L’Ia du mal ou la nullité Blumhouse à l’état pur. Sincèrement que dire ? Allez, peut-être l’originalité d’une famille sino-américaine. Pour le reste… Le métrage est consternant. D’abord il fait 80 mn et il met 40 mn à démarrer. Ensuite il ne se passe rien ou presque, et tout est incohérent. Le métier du héros ? Keith Carradine est à la tête de quelle boîte ? Ils sont que deux ? Et cette fin ? C’est quoi ce n’importe quoi ? Les personnages n’ont aucune consistance, on a l’impression d’un film fourre-tout où l’on a mélangé des sujets à la mode (charge mentale, harcèlement, Ia…) dans l’espoir d’arriver à quelque chose de fun et moderne, mais c’est juste horriblement vide et stupide. Bordélique à souhait, les personnages ne sont par ailleurs pas du tout attachants et ce, malgré quelques efforts d’un casting pas toujours aux fraises (Katherine Waterston surnage un peu). On se fiche littéralement de cette famille et de leur sort, car le métrage est incapable de nous les rendre sympathique, réduisant les héros à des clichés inintéressants. Je n’ose parler des dialogues, c’est vraiment très gênant parfois tellement ça sonne faux. Enfin, certains léveront les yeux au ciel sur la conclusion !
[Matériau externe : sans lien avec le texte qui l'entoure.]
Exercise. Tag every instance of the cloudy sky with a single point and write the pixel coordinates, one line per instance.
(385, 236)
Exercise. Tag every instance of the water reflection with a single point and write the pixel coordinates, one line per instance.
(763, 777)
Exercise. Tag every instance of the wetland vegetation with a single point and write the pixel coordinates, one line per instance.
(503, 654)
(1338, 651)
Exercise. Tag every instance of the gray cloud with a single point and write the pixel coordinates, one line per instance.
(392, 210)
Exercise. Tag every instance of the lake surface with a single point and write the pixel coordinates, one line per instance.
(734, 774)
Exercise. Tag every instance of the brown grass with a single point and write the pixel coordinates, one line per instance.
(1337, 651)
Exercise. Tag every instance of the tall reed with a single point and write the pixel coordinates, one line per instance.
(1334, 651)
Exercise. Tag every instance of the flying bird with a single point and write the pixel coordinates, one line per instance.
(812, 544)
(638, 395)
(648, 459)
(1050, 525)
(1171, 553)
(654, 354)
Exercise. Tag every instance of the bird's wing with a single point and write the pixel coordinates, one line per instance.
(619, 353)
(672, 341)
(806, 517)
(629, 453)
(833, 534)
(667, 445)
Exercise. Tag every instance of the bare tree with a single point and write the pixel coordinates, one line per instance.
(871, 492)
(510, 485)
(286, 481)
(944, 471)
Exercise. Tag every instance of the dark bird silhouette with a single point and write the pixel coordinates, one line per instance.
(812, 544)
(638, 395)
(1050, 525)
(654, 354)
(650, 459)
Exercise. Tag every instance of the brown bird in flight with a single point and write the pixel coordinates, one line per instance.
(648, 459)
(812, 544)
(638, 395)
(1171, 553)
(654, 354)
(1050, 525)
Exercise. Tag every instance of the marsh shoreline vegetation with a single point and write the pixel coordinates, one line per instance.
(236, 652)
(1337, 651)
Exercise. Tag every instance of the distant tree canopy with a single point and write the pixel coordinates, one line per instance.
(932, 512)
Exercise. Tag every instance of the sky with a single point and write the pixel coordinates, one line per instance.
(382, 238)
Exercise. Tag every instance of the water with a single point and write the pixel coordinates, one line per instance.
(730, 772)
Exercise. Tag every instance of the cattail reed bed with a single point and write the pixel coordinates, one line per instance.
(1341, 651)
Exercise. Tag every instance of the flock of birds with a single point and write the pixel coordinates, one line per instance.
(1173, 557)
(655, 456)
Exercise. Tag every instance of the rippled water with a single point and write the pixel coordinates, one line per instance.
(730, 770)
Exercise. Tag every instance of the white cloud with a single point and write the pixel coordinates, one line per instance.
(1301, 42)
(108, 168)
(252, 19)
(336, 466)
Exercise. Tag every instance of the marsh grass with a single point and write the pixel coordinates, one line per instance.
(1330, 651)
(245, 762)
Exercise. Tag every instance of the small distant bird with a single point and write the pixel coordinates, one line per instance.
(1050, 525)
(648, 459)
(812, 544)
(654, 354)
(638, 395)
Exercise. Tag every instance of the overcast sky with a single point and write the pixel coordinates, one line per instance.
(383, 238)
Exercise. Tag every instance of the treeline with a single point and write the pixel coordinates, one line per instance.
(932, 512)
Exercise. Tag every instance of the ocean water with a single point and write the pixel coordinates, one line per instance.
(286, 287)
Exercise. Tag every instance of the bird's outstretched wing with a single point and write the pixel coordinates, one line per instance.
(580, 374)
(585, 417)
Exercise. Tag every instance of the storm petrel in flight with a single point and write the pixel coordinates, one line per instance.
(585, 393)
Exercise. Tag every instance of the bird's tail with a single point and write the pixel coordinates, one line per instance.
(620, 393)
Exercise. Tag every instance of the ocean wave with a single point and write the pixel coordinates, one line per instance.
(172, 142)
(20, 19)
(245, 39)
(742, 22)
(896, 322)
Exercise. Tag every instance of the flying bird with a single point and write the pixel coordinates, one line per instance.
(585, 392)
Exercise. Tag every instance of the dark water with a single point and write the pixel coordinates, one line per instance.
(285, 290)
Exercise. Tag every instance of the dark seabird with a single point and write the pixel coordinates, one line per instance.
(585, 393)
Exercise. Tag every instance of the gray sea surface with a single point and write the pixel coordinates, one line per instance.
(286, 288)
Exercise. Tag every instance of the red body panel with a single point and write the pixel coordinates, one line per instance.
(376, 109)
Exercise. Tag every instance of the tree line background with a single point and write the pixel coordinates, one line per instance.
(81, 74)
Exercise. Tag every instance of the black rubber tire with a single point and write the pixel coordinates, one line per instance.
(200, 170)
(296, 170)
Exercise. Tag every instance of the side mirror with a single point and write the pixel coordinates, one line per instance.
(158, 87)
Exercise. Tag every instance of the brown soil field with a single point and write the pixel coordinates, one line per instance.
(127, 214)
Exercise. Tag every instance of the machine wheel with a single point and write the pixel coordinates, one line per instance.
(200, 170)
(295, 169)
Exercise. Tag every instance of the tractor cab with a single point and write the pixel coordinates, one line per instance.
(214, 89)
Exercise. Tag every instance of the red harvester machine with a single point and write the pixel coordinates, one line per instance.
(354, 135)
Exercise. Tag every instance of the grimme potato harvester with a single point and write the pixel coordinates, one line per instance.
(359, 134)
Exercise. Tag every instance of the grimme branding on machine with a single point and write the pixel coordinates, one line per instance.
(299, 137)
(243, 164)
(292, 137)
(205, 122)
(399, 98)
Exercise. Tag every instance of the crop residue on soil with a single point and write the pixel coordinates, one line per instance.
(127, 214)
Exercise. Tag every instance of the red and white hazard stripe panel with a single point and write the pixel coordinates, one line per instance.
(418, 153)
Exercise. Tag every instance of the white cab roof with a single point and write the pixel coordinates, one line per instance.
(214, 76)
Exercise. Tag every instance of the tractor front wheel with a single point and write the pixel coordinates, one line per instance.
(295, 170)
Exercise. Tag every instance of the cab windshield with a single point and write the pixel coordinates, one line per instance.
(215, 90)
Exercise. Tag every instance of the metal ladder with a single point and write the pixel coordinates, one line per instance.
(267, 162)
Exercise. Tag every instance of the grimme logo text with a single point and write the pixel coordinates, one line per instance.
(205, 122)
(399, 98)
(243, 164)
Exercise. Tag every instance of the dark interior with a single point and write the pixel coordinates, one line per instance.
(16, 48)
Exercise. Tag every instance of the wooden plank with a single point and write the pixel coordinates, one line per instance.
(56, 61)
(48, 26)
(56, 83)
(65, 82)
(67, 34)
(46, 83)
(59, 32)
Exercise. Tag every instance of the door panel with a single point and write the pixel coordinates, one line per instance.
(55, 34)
Formellement le métrage est archi moche, et on a vraiment l’impression qu’il a été fait au rabais avec trois bouts de ficelles. Pour l’ia pratique, on customise alexa et on rajoute une loupiote bleue, et voilà, c’est fait ! C’est terrible comme j’ai eu le sentiment d’un film qui se voulait hyper technologique alors qu’on voit de pauvres pièces minables. Même le siège de la société qui propose l’ia on dirait que c’est tourné dans un parking ! Il y a rien dans la réalisation et pour faire sursauter deux ou trois jumpscare sortis du chapeau déjà vus mille fois dans les prods Blumhouse.
Musicalement il n’y a rien, du point de vue horrifique c’est le néant, il n’y a aucune surprise, hormis une vague tentative à la fin de surprendre mais c’est tellement horriblement amené avec de telles énormes ficelles scénaristiques qu’on rigole. Franchement, c’est le pire Blumhouse que j’ai vu, mou du genou, fade, moche, rien à sauver.